Pixies To Reform In April?
A decade after a bitter breakup, seminal alternative rock act the Pixies may reunite next year. At deadline, rumors of a tour and a potential new studio album remain unconfirmed. The manger of frontman Frank Black (aka Black Francis) tells Billboard.com, "I have received an offer for the Pixies to perform in April. That said, over the past 10 years, I have received dozens of offers for the Pixies." A spokesperson for the group's former label, 4AD, had no comment on potential reunion plans.
The group's last major tour came while supporting U2 on a number of U.S. dates on the 1992 Zoo TV trek.

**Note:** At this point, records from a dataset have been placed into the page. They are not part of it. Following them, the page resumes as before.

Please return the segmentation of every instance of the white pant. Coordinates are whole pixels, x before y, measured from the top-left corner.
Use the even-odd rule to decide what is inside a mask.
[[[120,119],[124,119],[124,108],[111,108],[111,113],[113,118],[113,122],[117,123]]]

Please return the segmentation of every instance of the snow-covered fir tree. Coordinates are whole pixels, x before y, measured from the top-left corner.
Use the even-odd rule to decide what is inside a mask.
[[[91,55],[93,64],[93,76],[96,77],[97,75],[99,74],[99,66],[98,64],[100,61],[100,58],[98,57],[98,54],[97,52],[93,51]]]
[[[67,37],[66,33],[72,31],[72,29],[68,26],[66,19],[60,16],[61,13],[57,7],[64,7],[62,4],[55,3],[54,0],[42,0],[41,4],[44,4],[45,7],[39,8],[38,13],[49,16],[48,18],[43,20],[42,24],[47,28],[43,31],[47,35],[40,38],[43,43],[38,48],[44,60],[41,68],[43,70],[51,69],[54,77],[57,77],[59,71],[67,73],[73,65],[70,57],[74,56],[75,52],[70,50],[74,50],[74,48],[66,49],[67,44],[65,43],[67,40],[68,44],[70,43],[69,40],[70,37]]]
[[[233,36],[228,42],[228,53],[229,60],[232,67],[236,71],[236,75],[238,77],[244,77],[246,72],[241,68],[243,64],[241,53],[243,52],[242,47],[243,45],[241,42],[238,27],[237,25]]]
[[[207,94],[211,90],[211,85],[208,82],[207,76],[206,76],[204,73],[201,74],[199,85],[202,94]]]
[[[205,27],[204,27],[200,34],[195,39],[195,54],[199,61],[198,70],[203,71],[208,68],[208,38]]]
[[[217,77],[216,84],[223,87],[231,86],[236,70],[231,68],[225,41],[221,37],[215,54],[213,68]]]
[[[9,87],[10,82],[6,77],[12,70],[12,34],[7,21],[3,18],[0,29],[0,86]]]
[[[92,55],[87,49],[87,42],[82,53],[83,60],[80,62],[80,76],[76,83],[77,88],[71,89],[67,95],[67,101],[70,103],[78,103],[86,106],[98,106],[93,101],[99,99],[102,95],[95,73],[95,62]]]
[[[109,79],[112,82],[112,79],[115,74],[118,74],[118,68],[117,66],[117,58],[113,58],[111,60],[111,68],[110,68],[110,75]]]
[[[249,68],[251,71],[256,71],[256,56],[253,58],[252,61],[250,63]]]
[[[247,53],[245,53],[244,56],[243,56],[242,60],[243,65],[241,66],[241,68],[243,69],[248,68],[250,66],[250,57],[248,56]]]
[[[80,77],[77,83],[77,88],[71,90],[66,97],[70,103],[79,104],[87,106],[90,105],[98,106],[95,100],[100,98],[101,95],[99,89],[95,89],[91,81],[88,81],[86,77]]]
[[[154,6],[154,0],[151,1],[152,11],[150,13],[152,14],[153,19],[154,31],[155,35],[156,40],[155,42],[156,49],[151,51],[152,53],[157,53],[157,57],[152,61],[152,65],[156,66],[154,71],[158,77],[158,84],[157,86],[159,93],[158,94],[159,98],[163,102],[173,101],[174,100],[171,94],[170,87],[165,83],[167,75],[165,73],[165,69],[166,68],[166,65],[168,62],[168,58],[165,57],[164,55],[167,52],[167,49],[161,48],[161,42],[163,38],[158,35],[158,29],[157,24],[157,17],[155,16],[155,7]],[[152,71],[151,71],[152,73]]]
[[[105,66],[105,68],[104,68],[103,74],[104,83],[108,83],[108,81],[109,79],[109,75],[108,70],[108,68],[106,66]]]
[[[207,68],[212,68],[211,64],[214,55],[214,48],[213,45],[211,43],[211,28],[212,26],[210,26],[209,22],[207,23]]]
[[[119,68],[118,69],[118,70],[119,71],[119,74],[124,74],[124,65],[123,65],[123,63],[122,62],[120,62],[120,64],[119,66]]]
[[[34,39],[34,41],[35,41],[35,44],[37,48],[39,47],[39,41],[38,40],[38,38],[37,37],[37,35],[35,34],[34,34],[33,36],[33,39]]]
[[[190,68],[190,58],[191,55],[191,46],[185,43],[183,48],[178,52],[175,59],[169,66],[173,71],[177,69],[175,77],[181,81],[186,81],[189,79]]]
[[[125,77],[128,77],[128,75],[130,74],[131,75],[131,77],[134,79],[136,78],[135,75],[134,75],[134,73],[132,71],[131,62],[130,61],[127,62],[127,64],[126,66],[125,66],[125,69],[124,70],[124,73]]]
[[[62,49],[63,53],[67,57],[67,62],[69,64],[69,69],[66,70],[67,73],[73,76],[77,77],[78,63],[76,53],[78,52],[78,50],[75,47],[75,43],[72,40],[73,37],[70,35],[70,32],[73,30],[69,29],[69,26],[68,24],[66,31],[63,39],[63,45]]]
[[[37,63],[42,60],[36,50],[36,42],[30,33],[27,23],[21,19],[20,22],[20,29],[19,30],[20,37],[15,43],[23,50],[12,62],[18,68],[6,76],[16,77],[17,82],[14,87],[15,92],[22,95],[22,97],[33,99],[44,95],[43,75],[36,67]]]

Goldenvoice Promotions head Paul Tollett tells Billboard.com he has tried to book the Pixies "every year" for the Coachella Valley Music & Arts Festival in Indio, Calif. "I still haven't made any movement," he reports. " not sure if they are speaking to each other."

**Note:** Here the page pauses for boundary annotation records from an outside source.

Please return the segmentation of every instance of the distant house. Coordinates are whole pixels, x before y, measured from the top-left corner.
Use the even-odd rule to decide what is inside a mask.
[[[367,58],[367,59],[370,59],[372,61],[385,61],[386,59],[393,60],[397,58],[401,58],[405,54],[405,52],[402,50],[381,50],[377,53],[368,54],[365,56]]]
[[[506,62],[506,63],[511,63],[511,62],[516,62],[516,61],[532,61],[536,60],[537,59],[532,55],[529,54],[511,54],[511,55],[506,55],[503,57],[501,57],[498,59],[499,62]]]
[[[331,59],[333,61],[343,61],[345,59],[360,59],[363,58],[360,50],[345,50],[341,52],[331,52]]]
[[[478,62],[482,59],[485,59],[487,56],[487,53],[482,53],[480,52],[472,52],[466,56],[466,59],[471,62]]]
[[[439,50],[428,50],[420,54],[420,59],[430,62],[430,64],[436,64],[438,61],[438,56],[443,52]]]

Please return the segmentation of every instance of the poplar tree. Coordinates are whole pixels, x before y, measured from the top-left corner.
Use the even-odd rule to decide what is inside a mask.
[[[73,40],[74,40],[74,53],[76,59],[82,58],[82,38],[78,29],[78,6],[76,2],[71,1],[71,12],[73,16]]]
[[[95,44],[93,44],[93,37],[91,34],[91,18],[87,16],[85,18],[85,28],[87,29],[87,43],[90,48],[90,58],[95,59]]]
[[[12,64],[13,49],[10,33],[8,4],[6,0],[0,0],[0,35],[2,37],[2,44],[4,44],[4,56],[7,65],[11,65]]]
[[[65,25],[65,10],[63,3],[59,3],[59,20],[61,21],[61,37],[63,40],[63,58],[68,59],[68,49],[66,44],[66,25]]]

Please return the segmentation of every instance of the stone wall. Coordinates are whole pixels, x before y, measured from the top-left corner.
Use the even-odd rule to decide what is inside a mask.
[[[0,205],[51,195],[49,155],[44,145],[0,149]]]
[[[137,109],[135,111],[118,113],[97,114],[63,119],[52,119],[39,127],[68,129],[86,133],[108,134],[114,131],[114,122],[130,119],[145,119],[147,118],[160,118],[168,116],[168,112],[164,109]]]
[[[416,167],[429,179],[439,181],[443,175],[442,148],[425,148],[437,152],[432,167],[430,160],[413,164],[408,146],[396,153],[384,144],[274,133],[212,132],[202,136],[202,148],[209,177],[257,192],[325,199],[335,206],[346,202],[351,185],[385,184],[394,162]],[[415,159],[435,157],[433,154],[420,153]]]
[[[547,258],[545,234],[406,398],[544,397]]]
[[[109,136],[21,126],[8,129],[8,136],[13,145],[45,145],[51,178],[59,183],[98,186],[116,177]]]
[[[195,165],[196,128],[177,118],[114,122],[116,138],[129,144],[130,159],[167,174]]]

The Pixies -- vocalist/guitarist Black Francis, vocalist/bassist Kim Deal, lead guitarist Joey Santiago and drummer David Lovering -- released four albums and an EP over the course of five years in the late '80s/early '90s, providing a blueprint for the alternative rock boom that dominated the latter decade.
In 1993, two years after the release of the group's final album, "Trompe Le Monde" (4AD/Elektra), Francis (real name: Charles Thompson) sent a press release to the media announcing the breakup of the Pixies. He went on to forge a solo career, now nine albums strong, as Frank Black. Deal found post-Pixies success with the Breeders, whose 1994 album "Last Splash" (4AD/Elektra) peaked at No. 33 on The Billboard 200 in 1994 and has sold 978,000 copies in the U.S., according to Nielsen SoundScan.

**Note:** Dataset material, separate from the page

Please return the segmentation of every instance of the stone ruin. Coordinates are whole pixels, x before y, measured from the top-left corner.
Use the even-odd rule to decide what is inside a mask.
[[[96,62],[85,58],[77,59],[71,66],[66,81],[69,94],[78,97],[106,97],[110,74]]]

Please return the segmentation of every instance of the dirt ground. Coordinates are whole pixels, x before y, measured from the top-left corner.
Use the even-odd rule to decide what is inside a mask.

Black has been incorporating Pixies songs into live performances with his band the Catholics with increasing regularity over the past few years. Songs like "Where Is My Mind?," "Mr. Grieves," "Crackity Jones," "Nimrod's Son," "Holiday Song" and "Gouge Away" have all surfaced in recent setlists, and a version of the latter recorded in April in Regina, Saskatchewan, appears on a new Frank Black & the Catholics EP, "Nadine," licensed this week by spinART exclusively to a number of independent U.S. retailers.
In July, Black told London radio station XFM that he still fantasized about reuniting his old band. "I do dream about the Pixies reunion, I do have to say," he said. "It's like those schoolboy dreams when you don't do your homework and you don't study for the test, but I'm at the gig and we're hanging out, but it's an utter failure and I don't know the songs, and hardly anyone turns up for the gig and people walk out. That's what I'm afraid of, that it'd be a big, big failure."
He added: "We might. We do get together and have private jams together, but not for public consumption."
During the Pixies' career, the group never made a huge commercial dent (their top-selling album is 1989's "Doolitte" at 552,000 copies). But its impact on critics and fans was far reaching. A handful of collections of Pixies material have surfaced during the band's hiatus, including the 1997 Elektra double-CD set "Death to the Pixies," which featured favorites and live compilation discs. Last year, spinART Records released "Pixies," a collection of unreleased songs from the band's original 1987 demo tape.